Buying a home is one of the largest commitments you will make in your life. It's also one of the best. Being a homeowner comes with a sense of independence that renting simply can't match. You can do with your home whatever you like, making it the place you love to go home to at the end of the day. Knowing when you're ready to buy a home is a complicated issue. But it's also a learning process that everyone is new to at some time in their lives. Sure, buying a home can be anxiety-inducing. But you don't need to add any more nerves to the process because you feel uninformed. In this article, we'll lay out a basic checklist that will help you determine when and whether you're ready to buy a home so that you can worry less about your credentials and focus more on finding the right home.

The checklist

  • Finances. We hate to put it first, but the reality is your finances are one of the main things that determines your preparedness for becoming a homeowner. Unlike renting, there's a lot more that goes into the home financing process than just your income. Banks will want to see your credit score to ensure you have a history of paying your bills on time. They'll also use your credit information to see how much debt you have and if you'll be able to take on homeowner's expenses on top of that. Another financial impact for buying a house is to determine if you can afford a downpayment. It's one thing to see that you can cover your bills with your income, but unless you have enough money saved for the downpayment (and any emergency expenses that may come up) you should wait a while and save before hopping into the market.
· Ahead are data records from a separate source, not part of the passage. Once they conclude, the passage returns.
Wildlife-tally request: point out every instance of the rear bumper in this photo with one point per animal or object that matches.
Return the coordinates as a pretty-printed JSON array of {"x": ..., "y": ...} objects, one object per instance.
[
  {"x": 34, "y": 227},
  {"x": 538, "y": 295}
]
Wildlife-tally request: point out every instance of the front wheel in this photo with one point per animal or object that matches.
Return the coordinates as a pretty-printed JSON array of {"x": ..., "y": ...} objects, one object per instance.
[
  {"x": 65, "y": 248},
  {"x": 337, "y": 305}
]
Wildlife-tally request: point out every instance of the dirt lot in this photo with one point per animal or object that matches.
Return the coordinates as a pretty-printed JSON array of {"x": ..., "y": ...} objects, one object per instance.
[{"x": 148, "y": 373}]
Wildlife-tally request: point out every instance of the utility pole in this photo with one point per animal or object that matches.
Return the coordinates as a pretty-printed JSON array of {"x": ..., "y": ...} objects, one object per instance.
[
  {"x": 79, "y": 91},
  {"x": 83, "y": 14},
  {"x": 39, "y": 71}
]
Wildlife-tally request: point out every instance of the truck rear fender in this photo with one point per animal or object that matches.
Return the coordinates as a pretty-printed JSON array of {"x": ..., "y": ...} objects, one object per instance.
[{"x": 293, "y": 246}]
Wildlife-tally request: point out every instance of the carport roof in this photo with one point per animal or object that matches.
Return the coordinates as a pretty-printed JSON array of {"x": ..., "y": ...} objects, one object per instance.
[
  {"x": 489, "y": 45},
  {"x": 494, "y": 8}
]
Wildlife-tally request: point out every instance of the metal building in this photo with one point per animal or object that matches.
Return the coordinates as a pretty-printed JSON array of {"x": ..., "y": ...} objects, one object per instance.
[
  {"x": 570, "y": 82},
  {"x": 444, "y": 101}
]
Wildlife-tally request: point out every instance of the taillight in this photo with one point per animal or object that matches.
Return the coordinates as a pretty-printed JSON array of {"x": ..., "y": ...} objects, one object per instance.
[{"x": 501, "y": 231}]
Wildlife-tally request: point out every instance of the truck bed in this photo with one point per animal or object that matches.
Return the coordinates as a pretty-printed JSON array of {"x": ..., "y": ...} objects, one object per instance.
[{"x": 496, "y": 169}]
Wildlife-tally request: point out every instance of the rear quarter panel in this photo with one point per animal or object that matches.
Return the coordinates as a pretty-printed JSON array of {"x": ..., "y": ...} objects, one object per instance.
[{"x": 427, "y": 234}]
  • What are your longterm plans? Many people are excited at the thought of home ownership to the extent that they forget their life circumstances. If you have a job that might cause you to relocate in the next 5-7 years you might want to consider renting rather than buying. Depending on factors like the price of the home, cost of living in your area, and how long you plan on living in your new home, it may be cheaper to buy or rent in the long run. There are calculators available online that will tell you which option is probably more cost-effective for you. As a general rule, however, if you plan on living in a new home for under 5-7 years, it might be cheaper to rent.
  • Do you have the time and patience to be a homeowner? Owning a home means you can't call on the landlord to fix your leaks anymore. Similarly, you probably won't be able to depend on someone else to shovel snow or mow the lawn for you. It takes work to be a homeowner, and if your job has you away from home for long periods of time or working very long hours, renting might not be appropriate at this time.
  • Plan for new expenses. If you can comfortably pay rent and you find out your home loan payments will be comparable, you should know that there will likely be new expenses to consider as well. Home insurance, property taxes, and expenses for things like sewer, plumbing and electrical repairs all should be taken into consideration. Additionally, you will likely have new utility bills, including electricity, water, oil, cable, and others depending on the home.